Newspaper headlines in Australia proclaimed on Sunday that Telstra had signed a deal with NBN Co to transfer customers from its copper network onto the National Broadband Network’s fibre network and share Telstra’s infrastructure. Not surprisingly, a press release from Telstra was a little more muted stating it had signed a non-binding Financial Heads of Agreement to participate in the rollout of the National Broadband Network (NBN).

The government had been seeking a commercial arrangement with Telstra to avoid the need for a duplication of infrastructure for the national rollout of its $43 billion broadband network. Under the deal, NBN Co will have access to Telstra’s network of pits, ducts and wires.

The transaction, if completed, will deliver to Telstra a post-tax net present value of approximately AU$11 billion (US$9.5B). This includes payment for the decommissioning of Telstra’s copper network and cable broadband service, use of Telstra’s infrastructure, and the value to Telstra of avoiding costs, including certain Universal Service Obligation (USO) costs. Payments would be made progressively to Telstra.
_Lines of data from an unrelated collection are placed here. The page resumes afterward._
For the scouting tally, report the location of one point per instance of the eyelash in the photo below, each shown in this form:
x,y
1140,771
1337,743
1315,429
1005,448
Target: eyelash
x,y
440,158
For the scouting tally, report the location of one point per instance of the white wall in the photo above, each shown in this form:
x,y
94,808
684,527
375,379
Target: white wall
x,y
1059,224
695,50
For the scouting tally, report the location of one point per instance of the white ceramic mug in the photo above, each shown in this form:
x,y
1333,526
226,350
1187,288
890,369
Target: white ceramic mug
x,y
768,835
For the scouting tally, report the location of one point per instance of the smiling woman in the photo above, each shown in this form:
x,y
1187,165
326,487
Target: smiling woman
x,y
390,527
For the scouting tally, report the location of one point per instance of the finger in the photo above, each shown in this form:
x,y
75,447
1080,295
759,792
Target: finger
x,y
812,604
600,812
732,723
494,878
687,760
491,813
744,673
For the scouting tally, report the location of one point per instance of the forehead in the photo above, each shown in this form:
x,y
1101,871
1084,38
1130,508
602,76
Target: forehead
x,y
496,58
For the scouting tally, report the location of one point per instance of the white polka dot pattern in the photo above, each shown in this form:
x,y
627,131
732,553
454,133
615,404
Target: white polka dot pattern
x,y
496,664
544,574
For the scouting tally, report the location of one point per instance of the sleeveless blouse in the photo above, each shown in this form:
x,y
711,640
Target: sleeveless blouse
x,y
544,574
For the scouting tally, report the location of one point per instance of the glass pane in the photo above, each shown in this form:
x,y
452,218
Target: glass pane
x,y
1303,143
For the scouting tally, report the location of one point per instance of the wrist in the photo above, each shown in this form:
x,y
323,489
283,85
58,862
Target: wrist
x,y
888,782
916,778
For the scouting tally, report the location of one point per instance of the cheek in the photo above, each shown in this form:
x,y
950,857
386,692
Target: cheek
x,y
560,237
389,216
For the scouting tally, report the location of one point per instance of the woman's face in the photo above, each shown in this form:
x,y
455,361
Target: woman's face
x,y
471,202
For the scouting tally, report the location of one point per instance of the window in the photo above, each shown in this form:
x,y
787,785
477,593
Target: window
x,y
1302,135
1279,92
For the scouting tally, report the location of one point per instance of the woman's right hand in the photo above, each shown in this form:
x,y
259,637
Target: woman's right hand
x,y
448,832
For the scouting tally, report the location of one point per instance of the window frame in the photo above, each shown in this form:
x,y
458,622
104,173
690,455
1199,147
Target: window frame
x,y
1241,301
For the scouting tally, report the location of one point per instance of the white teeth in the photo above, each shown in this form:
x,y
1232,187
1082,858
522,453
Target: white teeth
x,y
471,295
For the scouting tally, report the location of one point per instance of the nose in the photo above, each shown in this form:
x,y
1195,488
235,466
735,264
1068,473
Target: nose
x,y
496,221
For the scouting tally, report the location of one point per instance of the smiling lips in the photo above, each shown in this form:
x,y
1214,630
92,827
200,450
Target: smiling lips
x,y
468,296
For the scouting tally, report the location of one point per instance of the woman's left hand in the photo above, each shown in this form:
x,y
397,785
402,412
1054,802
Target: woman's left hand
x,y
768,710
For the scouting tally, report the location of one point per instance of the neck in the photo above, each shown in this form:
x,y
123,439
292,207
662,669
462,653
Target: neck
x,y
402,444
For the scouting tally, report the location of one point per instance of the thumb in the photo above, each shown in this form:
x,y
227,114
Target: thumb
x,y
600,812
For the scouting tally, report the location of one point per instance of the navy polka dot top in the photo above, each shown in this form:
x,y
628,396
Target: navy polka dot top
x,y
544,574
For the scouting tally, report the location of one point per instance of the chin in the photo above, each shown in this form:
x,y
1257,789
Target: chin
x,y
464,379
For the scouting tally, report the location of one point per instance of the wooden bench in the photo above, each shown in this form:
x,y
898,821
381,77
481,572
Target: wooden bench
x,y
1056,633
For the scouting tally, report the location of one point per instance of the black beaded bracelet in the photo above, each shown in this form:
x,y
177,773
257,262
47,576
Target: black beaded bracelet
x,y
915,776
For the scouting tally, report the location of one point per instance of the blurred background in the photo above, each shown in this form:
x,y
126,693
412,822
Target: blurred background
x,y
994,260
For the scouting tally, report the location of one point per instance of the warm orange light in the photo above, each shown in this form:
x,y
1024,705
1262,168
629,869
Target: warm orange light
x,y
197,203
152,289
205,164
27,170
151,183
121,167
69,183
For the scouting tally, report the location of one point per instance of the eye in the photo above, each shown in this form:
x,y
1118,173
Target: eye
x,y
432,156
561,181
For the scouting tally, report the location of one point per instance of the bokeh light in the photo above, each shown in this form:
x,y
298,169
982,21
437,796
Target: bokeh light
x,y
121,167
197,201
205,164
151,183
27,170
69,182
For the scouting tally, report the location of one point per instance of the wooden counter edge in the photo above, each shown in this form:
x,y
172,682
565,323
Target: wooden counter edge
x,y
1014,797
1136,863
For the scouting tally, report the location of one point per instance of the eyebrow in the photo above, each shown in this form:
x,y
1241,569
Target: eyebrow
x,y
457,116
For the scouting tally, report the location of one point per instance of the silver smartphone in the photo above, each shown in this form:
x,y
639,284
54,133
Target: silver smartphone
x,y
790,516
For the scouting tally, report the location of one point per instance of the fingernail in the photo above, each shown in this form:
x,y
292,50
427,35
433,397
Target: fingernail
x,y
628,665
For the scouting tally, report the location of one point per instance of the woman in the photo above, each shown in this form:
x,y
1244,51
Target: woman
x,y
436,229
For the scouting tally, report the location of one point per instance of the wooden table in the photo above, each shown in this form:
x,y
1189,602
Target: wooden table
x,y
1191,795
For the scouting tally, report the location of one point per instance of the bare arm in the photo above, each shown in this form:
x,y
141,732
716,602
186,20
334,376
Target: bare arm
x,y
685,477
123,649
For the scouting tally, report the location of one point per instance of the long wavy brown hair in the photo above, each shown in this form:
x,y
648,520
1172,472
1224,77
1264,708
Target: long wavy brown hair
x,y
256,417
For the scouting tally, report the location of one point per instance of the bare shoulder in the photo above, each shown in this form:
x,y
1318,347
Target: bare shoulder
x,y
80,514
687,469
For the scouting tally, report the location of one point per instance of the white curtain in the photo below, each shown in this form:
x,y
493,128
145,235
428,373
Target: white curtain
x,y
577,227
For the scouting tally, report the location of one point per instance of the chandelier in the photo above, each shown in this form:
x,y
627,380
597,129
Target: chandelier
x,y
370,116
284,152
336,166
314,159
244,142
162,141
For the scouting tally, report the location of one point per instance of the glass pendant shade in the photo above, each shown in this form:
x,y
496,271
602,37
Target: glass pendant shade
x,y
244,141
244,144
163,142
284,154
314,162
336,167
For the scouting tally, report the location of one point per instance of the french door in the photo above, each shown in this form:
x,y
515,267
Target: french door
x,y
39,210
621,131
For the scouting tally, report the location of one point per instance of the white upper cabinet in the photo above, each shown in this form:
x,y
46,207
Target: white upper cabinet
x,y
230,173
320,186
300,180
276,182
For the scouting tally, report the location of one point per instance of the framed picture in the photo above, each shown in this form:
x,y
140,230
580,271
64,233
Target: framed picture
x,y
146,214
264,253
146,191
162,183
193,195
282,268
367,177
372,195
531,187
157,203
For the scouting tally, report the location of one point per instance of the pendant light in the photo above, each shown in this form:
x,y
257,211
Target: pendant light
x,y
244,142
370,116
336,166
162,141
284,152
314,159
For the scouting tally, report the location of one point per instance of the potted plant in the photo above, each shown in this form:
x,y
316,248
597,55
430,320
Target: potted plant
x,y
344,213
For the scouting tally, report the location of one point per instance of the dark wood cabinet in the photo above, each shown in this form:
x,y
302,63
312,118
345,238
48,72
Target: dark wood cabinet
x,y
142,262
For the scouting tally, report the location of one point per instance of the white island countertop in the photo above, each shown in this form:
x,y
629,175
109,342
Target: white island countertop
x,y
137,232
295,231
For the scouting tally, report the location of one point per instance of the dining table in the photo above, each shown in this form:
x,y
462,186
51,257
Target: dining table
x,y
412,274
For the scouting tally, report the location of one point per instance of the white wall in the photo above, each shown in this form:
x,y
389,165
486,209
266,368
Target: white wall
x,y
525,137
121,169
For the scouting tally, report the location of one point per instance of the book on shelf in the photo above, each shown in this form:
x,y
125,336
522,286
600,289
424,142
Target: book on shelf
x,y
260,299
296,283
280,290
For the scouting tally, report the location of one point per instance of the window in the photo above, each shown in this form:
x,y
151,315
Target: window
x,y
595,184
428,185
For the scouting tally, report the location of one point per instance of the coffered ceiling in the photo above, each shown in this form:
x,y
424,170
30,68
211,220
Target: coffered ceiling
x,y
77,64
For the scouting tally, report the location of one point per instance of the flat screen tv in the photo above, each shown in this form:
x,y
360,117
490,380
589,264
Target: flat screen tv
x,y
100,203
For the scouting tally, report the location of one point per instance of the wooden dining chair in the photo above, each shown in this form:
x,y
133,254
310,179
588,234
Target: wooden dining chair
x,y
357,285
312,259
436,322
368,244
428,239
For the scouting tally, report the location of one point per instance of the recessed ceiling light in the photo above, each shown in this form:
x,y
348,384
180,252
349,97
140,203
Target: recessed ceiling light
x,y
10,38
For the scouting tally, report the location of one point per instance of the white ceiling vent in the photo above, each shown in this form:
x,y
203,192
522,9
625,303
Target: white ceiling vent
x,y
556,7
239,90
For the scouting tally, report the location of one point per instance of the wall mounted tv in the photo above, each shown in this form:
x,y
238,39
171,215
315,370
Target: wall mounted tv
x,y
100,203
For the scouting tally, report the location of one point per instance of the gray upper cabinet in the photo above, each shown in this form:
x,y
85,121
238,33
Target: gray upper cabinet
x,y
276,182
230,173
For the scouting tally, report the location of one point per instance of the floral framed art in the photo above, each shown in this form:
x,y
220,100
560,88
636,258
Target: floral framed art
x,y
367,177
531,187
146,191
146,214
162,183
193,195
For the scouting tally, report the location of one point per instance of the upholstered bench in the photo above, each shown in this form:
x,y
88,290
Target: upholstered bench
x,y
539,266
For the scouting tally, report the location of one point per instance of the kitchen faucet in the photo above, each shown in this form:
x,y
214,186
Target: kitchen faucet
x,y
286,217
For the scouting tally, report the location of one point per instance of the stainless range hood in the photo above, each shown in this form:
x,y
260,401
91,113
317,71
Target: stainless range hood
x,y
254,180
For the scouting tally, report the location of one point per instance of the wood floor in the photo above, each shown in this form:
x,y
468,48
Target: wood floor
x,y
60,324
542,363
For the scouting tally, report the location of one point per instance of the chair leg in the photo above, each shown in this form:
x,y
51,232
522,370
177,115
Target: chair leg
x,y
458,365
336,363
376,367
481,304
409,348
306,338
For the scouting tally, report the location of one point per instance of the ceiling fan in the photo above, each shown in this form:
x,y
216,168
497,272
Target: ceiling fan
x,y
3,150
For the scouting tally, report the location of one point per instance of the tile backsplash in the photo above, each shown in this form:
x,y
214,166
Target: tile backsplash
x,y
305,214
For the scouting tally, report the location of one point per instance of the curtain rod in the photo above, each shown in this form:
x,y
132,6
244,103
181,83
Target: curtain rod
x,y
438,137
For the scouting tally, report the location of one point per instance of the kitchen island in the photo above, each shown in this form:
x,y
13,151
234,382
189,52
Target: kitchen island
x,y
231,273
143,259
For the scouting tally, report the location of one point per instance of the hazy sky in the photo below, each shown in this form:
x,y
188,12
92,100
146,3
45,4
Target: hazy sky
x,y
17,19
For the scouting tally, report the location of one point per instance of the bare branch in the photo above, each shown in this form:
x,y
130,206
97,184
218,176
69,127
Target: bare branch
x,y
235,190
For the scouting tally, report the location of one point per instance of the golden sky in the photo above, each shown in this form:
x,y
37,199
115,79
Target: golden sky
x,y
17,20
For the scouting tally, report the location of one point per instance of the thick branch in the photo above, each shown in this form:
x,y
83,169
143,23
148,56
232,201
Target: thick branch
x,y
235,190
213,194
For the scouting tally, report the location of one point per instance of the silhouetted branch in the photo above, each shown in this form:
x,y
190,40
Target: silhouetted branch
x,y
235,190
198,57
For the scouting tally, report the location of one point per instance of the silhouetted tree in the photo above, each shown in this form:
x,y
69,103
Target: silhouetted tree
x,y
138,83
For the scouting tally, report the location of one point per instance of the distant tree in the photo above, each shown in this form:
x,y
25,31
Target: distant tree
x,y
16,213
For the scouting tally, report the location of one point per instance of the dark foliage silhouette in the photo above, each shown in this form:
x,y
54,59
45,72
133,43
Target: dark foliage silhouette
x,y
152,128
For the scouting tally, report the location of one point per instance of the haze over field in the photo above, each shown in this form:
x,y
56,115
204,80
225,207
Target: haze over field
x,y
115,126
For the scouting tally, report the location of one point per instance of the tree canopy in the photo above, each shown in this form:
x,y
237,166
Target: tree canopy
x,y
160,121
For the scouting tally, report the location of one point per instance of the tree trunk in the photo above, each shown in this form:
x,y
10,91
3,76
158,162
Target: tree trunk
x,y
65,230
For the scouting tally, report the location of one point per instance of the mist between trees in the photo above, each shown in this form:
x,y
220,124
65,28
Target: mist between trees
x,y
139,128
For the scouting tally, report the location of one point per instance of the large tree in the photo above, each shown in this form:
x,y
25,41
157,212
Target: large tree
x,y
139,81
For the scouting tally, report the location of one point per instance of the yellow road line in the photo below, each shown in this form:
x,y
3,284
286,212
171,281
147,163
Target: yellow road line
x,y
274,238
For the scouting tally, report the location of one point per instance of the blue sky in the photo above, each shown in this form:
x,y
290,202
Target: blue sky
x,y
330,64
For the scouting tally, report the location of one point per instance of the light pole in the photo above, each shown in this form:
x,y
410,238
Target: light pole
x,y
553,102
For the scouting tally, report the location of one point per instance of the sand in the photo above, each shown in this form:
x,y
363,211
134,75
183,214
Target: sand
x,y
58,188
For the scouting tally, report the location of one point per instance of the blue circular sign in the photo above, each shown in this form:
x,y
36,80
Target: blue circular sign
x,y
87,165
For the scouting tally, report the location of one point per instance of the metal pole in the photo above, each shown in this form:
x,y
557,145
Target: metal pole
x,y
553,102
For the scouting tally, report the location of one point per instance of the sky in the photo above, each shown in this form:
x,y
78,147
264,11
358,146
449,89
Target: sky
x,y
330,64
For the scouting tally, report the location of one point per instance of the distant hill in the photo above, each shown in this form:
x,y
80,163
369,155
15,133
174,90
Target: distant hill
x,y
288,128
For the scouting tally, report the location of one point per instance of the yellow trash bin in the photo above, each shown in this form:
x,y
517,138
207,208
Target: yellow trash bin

Telstra Chief Executive Officer David Thodey said: “We will continue to work with the Government and NBN Co on the detail required to implement the principles agreed today. While today’s agreement is an important step, a very significant amount of work must still be done on many complex issues.”

These issues are as diverse as migration processes, taxation, the future of legacy regulations applying to Telstra and the consequences of any major changes to the NBN rollout schedule.

While the Government is not a party to the Heads of Agreement, Telstra has received written confirmation from the Prime Minister that Telstra would be able to bid for Long Term Evolution (LTE) wireless spectrum should the transaction be completed and that sufficient regulatory certainty will be provided on a range of matters for NBN Co and Telstra to enable the transaction to proceed.

In addition to requiring shareholder approval, the Heads of Agreement has a range of conditions, including the passage of necessary enabling legislation and Australian Competition and Consumer Commission (ACCC) approval. Accordingly, there can be no guarantee at this time that the transaction will progress to completion.

The Heads of Agreement provides the framework for definitive agreements to be negotiated over the coming months. Should those agreements be finalized Telstra expects they would be put to shareholders in the first half of calendar 2011. Shareholders and investors would receive comprehensive detail in relation to the definitive agreements and an independent expert’s report on the transaction well before the shareholder vote.

No doubt, there will be much discussion, particularly from institutional investors seeking to protect the value of their investment in Telstra but the way this deal is structured there does not appear to be a clear structural separation of the company into wholesales and retail arms. However, it will see the carrier decommission both copper & HFC telephone and broadband services over time which achieves almost the same result.

Other countries hoping to roll out NBNs and facing similar issues with incumbent operators will, no doubt, be watching how the Australian situation pans out.